The concept of quantum computing first originated in the 1980s when physicists started considering an entirely new approach to solving calculations by using the intrinsic, quantum mechanical properties of matter. Built upon phenomena of quantum mechanics such as superposition and interference, the biggest difference between a quantum and a classical computer is the basic unit of information used – the bit. While a classical bit can only be in one of two states – 0 or 1, a quantum bit (or qubit) can take on more than one state at a time. This phenomenon is called superposition. Superposition effectively intensifies the qubits’ power and capacity, which allow calculations to be run at higher speed and at lower power consumption.

Quantum computing as an opportunity

Quantum technology is expected to break through today’s complicated trading landscape by helping investment leaders brush up and rebalance portfolio diversification and investments, to better fit the market conditions as well as responding to investor goals. Of all the promising opportunities, Option Pricing remains one of the most popular. It is an algorithmically provable quantum advantage with provable benefits compared to the classical Monte Carlo method. Other use cases for financial services may include issues related to fraud detection, portfolio risk optimisation and transactional settlement.

Being a step change in computational performance, quantum computing is still in its early stage; however, as it develops at a striking rate, it may soon transform a range of financial services applications. BFSI giants like Mitsubishi Financial Group, Citigroup or Wells Fargo have all started to invest in and experiment with quantum computing applications. According to the World Economic Forum, the global market for quantum computing is projected to reach over 10 million US dollars by 2024. McKinsey also agrees that the financial industry is going to be the most likely sector to reap significant rewards from this technology in the next few years.

A hybrid-classical approach 

Trading optimisation and investment portfolio optimisation have been among the most common issues for financial institutions. Addressing these problems using classical computing is an onerous process. Usually, an investment portfolio would contain dozens or even hundreds of assets and cover multiple periods, which a classical computer is unable to yield an accurate answer for within an acceptable time frame.

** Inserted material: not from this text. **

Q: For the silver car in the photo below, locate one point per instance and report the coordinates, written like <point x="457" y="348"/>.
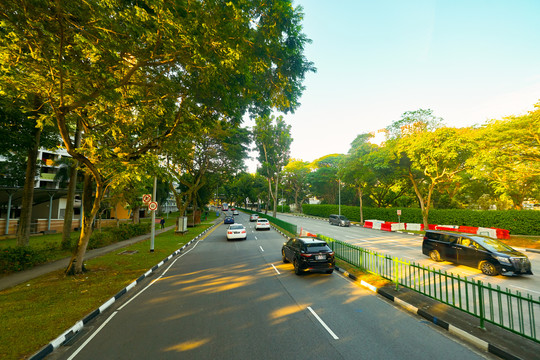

These devices might clash, take too long to respond, or worse, turn up with inaccurate results.

This is when quantum computing-enabled tools and quantum-based algorithms come to the rescue. With their unique capability of working with numerous variables simultaneously, they could quickly narrow down the number of possibilities that need to be explored. Classical computing could then be used to pinpoint the best answer. Such an approach is more robust, flexible, seeks to improve algorithms with higher error tolerance, and is expected to be necessary to unfold the full potential of quantum methods.

Prepare for a quantum powered future 

Many firms, especially large banks in Europe and America, have already realised the importance of big data processing. These businesses have proactively started building partnerships with quantum developers and technology experts to discover new capabilities and leverage their cloud capability, while scouting for potential investments for a smooth adoption process.

However, solving the puzzle of quantum computing is not a one-day process. McKinsey forecast that by 2030 the number of quantum computers operated will amount to only 2,000 to 5,000 units, whereas the hardware needed to solve its problems may not exist until 2035 or beyond. Quantum AI is estimated to arrive during the late 2020s at the earliest. Until then, businesses are expected to adopt hybrid approaches to counter their optimisation issues.

As progress is being made, quantum computing is still in its nascent stage compared to the complex financial problems it is inquired to solve. However, given the potential quantum computing holds, quantum computers will revolutionise the financial industry and start generating value by the mid-2030s. The societal impact may not be instant, but it is crucial for business leaders to prepare for this first wave of industries and get ready to harness its potential.